Enfin, Bryan Woodman (Matt Damon), expert en ressources énergétiques, participe à un gala organisé par Nasir. Lors de cette soirée, son petit garçon de 6 ans meurt accidentellement dans la piscine.
Tous ces personnages et événements vont interagir autour d'un même objet — le pétrole — et auront une incidence directe sur la vie d'un jeune Pakistanais employé par la firme Connex.
Une histoire donc loin d'être simple, où tous les acteurs agissent pour la même cause.

Une vision fascinante du pétrole et de la géopolitique
Il est vrai que l'on peut vite être perdu par tous les éléments distillés tout au long du film, ou même ne pas réussir à s'immerger dans l'histoire faute de clarté. Mais une fois cette étape franchie, le film se visionne avec un grand intérêt.

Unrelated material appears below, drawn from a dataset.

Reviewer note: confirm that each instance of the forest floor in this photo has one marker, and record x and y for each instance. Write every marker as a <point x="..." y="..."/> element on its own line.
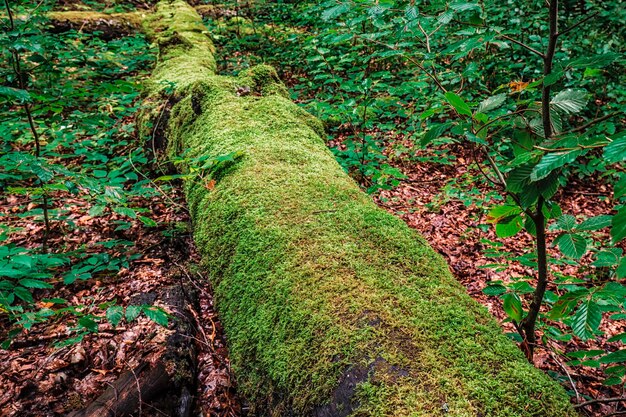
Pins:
<point x="40" y="379"/>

Il est passionnant de voir à quel point le pétrole — et ici le Golfe — fait interagir des acteurs aussi différents les uns des autres. Nous prenons conscience de la valeur de cet or noir ET de l'intérêt qu'il suscite.
Syriana est une fiction, mais une fiction hyper-documentée : une quantité impressionnante d'informations, une intrigue labyrinthique et un casting explosif.
Un thriller politique engagé et dénonciateur
Un film d'espionnage qui vaut le détour car, outre son éblouissante distribution, Syriana s'inscrit dans la tendance politique et contestataire qui agite le cinéma américain de la seconde ère Bush.
Autant de pièces d'un puzzle sophistiqué et captivant qui, à l'instar du récent Lord of War sur le business des armes, dénonce le règne du cynisme auquel carbure un monde sans foi ni loi.